Bakanlık görüşünde hukuk mahkemesinin ceza davasında başvuranın cezalandırılmasına
ilişkin hükmün ceza tayini kısmına değil, eylemin sübutuna ilişkin kısmına
dayanarak davayı reddettiği, esasen hukuk hâkiminin ceza mahkemelerinin sübuta
yönelik vardıkları sonuçla bağlı olduğu, bu itibarla şikâyet incelenirken bu
hususların dikkate alınması gerektiği belirtilmiştir.
29.
Başvurucu cevabında başvuru formundaki iddialarını tekrar etmiştir.
30.
Öncelikle bireysel başvuru incelemesinin, anayasal hak ve özgürlüklere yönelik
ihlallerin tespiti ve sonuçlarının ortadan kaldırılması ile sınırlı bir
inceleme olduğunun ve Anayasa’nın 148. maddesinin dördüncü fıkrasındaki kural
gereğince kanun yolu incelemesinde olduğu gibi kararın tüm yönleri ile ele
alınarak eksiksiz bir hukuki denetim imkânı sağlamadığının hatırlanmasında
yarar vardır (Necati Gündüz ve Recep Gündüz,
B. No: 2012/1027, 12/2/2013, § 26).
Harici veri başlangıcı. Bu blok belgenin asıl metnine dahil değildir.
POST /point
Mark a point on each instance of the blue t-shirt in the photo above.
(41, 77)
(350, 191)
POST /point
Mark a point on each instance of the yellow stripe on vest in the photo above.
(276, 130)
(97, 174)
Bu
çerçevede başvurucu hakkında tesis edilen fesih işleminin ve ardından
başvurucunun açtığı işe iade davasına ilişkin yargılama sonucunda Bursa 3. İş
Mahkemesi tarafından ulaşılan sonucun hukuka uygun olup olmadığı meselesi,
Mahkeme kararının tespit ve sonuçları bariz bir takdir hatası içermedikçe ve bu
durum kendiliğinden bireysel başvuru kapsamındaki hak ve özgürlükleri ihlal
etmiş olmadıkça bireysel başvuru incelemesinin kapsamı dışında kalmaktadır. Bu
açıklamalar çerçevesinde somut başvurunun, iş akdinin feshine ilişkin işlemde
ve Mahkeme kararının gerekçesinde masumiyet karinesine ilişkin anayasal
güvencenin ihlal edilip edilmediği ile sınırlı olarak incelenmesi gerekmektedir
(Uğur Ayyıldız, B. No: 2012/574, 2/6/2014, § 70).
31.
Anayasa’nın 38. maddesinin dördüncü fıkrası şöyledir:
“Suçluluğu hükmen sabit oluncaya kadar, kimse suçlu
sayılamaz”
32.
Sözleşme’nin 6. maddesinin (2) numaralı fıkrası şöyledir:
“Kendisine bir suç isnat edilen herkes, suçluluğu yasal
olarak sabit oluncaya kadar suçsuz sayılır.”
33.
Masumiyet (suçsuzluk) karinesi, kişinin suç işlediğine dair kesinleşmiş bir
yargı kararı olmadan suçlu olarak kabul edilmemesini güvence altına alır. Bunun
sonucu olarak kişinin masumiyeti “asıl” olduğundan suçluluğu ispat külfeti
iddia makamına ait olup kimseye suçsuzluğunu ispat mükellefiyeti yüklenemez.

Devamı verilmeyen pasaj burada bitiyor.